Appeals Court Upholds Claim That Law Firm Shirked Its Obligation in Fee-Sharing Agreement
For the defendant firm to charge its obligation for a subsequent fee-sharing deal as an expense greatly reduced the amount paid to Cohen, said the plaintiff's lawyer Noel Schablik. "That's so fundamentally wrong, it shouldn't have happened," he said.
March 24, 2022 at 03:06 PM
5 minute read
Sorting through a tangle of fee-splitting agreements in a personal injury case, a New Jersey appeals court ruled that such deals can't be unilaterally modified when one of the lawyers enters into a subsequent deal to split fees with a third party.

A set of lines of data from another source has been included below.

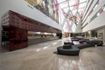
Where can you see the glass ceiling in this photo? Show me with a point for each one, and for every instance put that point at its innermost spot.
(73, 7)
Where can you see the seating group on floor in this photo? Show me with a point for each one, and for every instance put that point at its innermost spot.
(69, 48)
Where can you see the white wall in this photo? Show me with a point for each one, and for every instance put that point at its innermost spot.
(20, 6)
(96, 23)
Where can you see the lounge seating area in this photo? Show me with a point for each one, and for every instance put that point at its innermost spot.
(69, 48)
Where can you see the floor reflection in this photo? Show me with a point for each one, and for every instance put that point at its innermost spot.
(68, 63)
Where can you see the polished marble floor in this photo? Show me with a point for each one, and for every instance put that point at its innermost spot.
(43, 57)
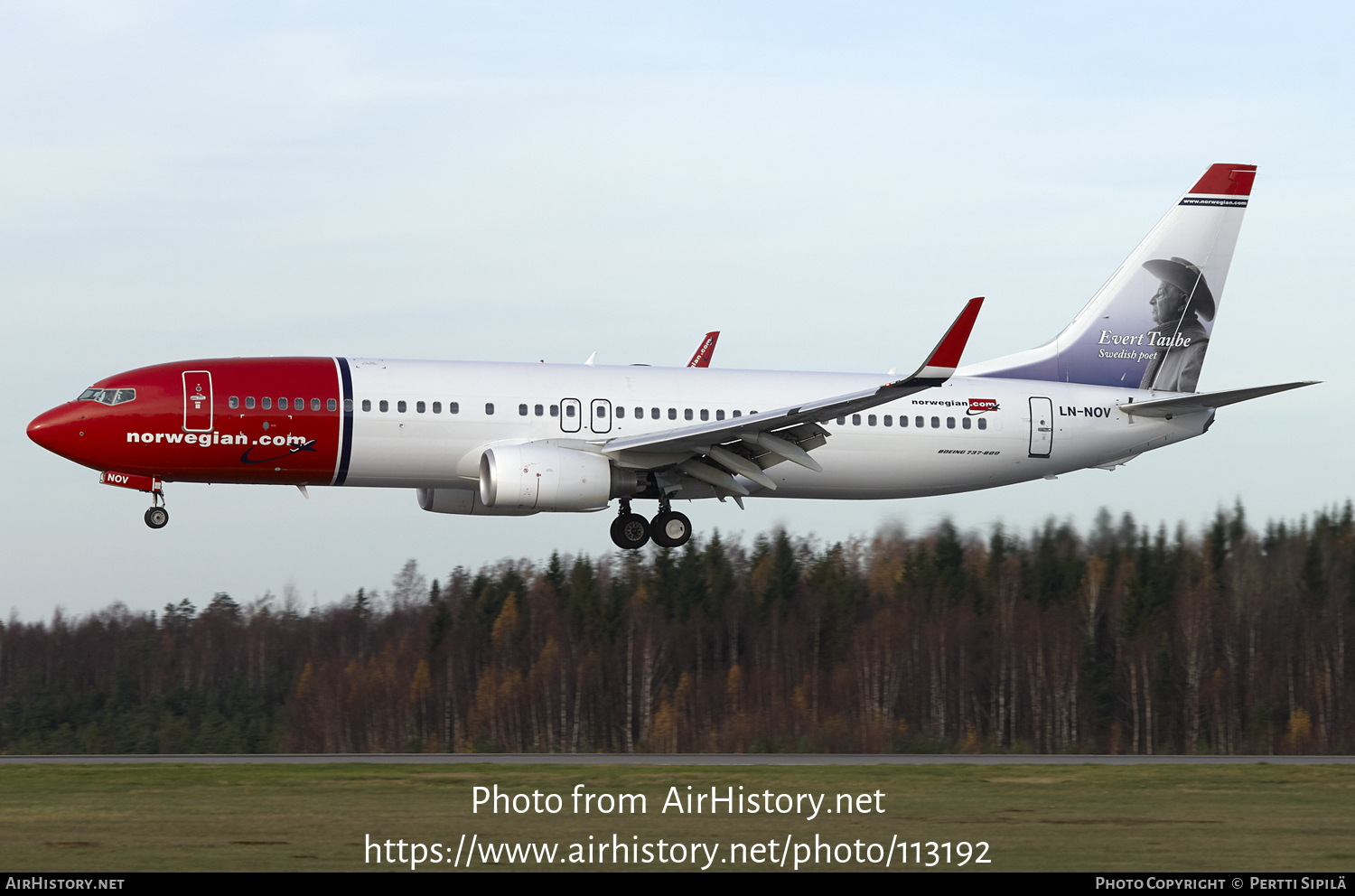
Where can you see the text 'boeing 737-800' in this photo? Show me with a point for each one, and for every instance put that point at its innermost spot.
(525, 438)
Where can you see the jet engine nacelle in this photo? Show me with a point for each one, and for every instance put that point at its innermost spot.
(547, 478)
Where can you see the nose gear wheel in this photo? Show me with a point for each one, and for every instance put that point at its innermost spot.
(669, 529)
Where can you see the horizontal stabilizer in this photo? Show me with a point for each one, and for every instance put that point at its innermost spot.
(1205, 400)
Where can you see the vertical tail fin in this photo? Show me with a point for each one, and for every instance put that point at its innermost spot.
(1149, 325)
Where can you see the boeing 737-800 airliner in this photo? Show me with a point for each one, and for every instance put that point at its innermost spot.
(525, 438)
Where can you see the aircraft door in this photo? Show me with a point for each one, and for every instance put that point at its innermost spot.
(599, 416)
(197, 401)
(571, 415)
(1041, 427)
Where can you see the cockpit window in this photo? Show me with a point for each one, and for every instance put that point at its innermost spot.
(107, 396)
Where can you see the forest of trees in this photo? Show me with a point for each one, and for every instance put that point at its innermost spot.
(1117, 640)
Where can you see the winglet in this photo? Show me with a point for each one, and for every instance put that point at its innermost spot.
(705, 351)
(945, 357)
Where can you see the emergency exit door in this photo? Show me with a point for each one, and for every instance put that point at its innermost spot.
(601, 415)
(197, 401)
(1041, 427)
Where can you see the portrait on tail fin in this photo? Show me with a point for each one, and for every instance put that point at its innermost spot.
(1178, 332)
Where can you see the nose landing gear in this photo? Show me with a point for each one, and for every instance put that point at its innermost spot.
(157, 517)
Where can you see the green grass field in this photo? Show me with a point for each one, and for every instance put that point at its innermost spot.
(303, 817)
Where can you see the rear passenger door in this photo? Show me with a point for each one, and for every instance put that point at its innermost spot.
(571, 416)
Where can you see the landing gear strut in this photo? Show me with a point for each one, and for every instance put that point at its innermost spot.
(631, 530)
(157, 517)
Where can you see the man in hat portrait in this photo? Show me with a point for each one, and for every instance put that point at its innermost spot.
(1181, 300)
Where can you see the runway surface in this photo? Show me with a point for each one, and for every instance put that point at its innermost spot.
(674, 760)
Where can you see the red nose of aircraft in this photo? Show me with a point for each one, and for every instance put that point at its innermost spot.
(60, 430)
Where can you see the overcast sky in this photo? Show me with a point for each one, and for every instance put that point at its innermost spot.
(823, 182)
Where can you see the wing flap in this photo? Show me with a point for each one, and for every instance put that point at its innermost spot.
(938, 368)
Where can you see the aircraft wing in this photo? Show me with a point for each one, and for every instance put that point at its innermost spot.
(705, 351)
(762, 433)
(1205, 400)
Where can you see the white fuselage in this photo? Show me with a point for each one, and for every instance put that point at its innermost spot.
(861, 460)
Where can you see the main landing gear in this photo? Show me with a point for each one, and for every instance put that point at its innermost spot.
(668, 527)
(157, 517)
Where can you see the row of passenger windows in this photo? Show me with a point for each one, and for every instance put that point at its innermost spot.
(284, 404)
(655, 414)
(539, 409)
(918, 422)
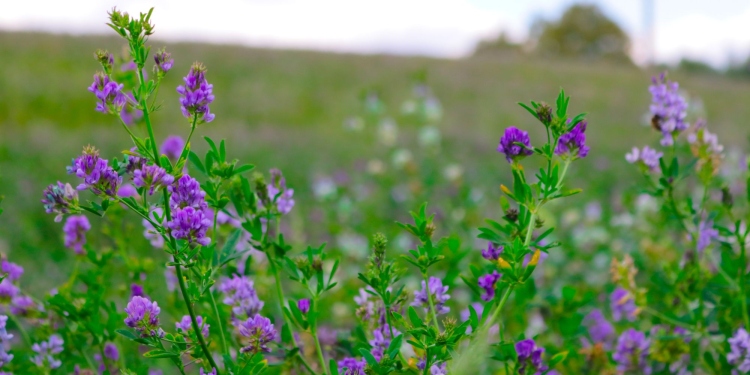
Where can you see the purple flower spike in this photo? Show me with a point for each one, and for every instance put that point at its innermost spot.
(109, 93)
(196, 94)
(573, 143)
(59, 199)
(152, 177)
(143, 316)
(492, 252)
(530, 358)
(191, 225)
(631, 353)
(351, 366)
(437, 292)
(509, 144)
(488, 282)
(259, 330)
(304, 305)
(186, 324)
(75, 229)
(623, 305)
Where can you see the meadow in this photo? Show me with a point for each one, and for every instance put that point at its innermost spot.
(313, 115)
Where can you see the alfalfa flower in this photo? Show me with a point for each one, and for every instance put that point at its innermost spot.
(143, 316)
(196, 94)
(60, 199)
(259, 332)
(515, 144)
(108, 93)
(75, 229)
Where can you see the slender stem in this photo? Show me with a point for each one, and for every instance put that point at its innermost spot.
(189, 305)
(429, 300)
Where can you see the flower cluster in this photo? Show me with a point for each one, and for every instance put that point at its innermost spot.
(143, 316)
(259, 331)
(196, 94)
(437, 292)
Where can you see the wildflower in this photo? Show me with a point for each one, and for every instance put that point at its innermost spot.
(668, 109)
(509, 144)
(600, 329)
(191, 225)
(186, 192)
(304, 305)
(172, 147)
(492, 252)
(152, 177)
(12, 270)
(739, 350)
(351, 366)
(5, 338)
(45, 352)
(60, 199)
(631, 351)
(163, 60)
(437, 292)
(196, 94)
(488, 282)
(143, 316)
(186, 324)
(530, 358)
(75, 229)
(109, 93)
(706, 233)
(259, 330)
(623, 305)
(573, 143)
(240, 293)
(648, 157)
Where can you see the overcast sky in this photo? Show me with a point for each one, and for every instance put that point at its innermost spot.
(715, 31)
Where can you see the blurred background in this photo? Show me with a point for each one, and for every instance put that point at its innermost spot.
(370, 107)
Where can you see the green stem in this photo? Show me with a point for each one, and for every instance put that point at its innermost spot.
(189, 305)
(429, 300)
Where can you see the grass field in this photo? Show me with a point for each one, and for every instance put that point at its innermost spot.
(286, 109)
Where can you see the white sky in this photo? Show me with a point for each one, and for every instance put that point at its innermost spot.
(715, 31)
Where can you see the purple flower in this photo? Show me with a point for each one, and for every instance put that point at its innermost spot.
(191, 225)
(631, 352)
(437, 292)
(196, 94)
(488, 282)
(648, 157)
(492, 252)
(186, 324)
(172, 147)
(152, 177)
(668, 108)
(304, 305)
(510, 147)
(530, 358)
(108, 93)
(13, 270)
(75, 229)
(143, 316)
(600, 329)
(259, 331)
(240, 293)
(623, 305)
(45, 352)
(59, 199)
(739, 350)
(352, 366)
(706, 233)
(163, 60)
(186, 192)
(573, 142)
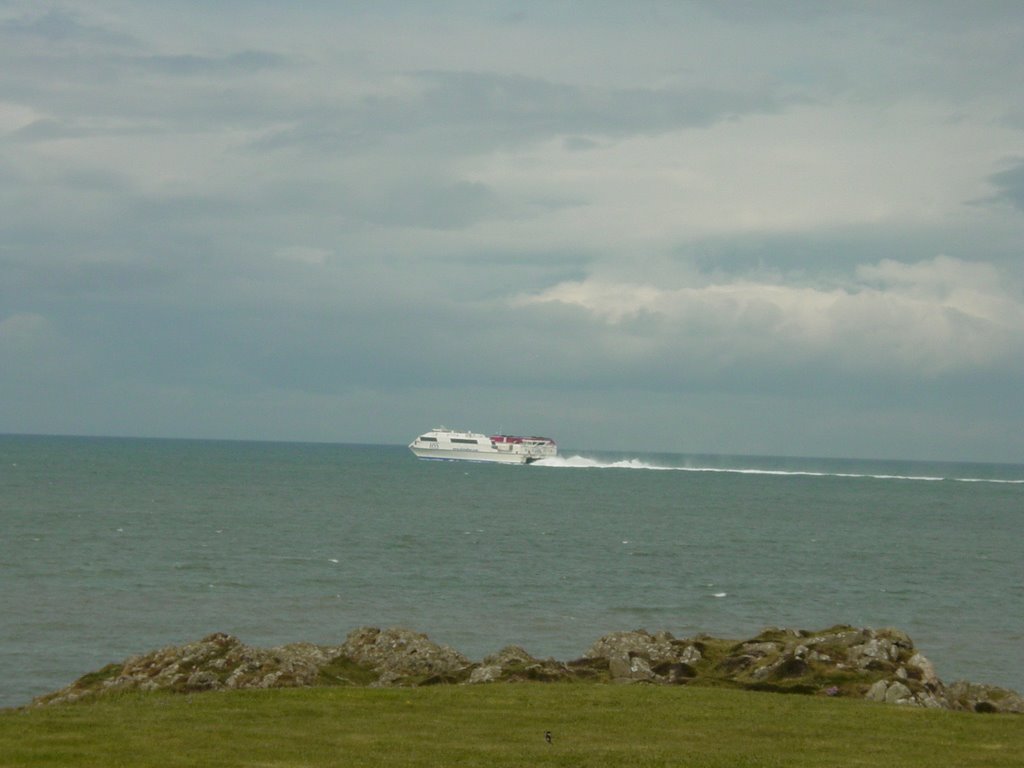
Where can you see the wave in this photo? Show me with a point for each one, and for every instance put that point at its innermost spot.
(582, 462)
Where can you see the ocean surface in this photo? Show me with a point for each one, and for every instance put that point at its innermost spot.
(112, 547)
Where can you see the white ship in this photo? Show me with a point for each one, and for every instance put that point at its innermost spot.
(449, 444)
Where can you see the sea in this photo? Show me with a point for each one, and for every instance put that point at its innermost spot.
(115, 547)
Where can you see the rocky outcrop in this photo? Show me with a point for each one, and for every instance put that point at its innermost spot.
(878, 665)
(400, 656)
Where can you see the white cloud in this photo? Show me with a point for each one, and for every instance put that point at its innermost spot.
(927, 318)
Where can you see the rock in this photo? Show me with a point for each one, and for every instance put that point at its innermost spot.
(404, 656)
(984, 698)
(879, 665)
(633, 656)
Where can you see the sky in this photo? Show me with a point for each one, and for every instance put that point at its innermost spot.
(779, 227)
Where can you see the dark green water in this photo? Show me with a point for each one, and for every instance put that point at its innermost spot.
(113, 547)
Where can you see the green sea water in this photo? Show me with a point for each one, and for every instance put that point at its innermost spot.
(111, 547)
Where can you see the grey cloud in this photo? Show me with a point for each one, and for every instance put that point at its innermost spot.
(472, 111)
(59, 27)
(1010, 185)
(249, 61)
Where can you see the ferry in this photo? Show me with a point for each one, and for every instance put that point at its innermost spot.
(442, 443)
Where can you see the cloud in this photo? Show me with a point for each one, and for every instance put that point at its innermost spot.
(1010, 185)
(929, 318)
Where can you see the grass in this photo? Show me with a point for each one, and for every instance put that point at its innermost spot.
(502, 725)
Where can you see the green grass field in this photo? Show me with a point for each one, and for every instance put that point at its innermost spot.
(503, 725)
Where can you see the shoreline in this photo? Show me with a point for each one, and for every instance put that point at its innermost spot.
(842, 660)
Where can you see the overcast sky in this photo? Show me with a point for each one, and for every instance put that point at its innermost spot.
(792, 227)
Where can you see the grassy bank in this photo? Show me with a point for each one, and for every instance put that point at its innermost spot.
(502, 725)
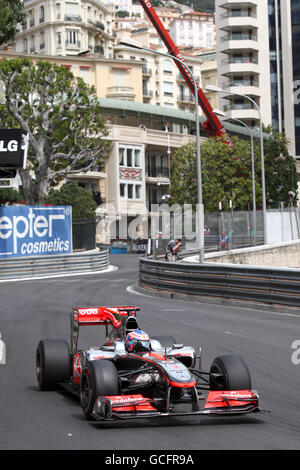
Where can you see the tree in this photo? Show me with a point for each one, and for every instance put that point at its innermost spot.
(226, 175)
(280, 170)
(11, 14)
(81, 200)
(62, 117)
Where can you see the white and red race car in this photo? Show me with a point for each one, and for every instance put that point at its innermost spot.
(165, 380)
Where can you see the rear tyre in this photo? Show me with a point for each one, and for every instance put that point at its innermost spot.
(99, 378)
(232, 373)
(52, 363)
(165, 341)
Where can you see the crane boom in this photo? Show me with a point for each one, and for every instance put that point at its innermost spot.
(213, 124)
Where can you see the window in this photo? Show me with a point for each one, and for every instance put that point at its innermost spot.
(42, 40)
(58, 12)
(42, 14)
(122, 190)
(130, 191)
(167, 66)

The Appellate Division affirmed a lower court's ruling in favor of a lawyer who claimed he was shortchanged in a fee-sharing deal with Davis, Saperstein & Salomon of Teaneck, New Jersey. West Orange, New Jersey, attorney David Cohen reached a deal with the firm, giving him 20% of the legal fees from a construction worker's accident suit. But Davis Saperstein later claimed that Cohen was entitled to 20% of the proceeds that remained after the firm paid its obligation to another attorney in a fee-splitting deal stemming from an insurance bad-faith claim.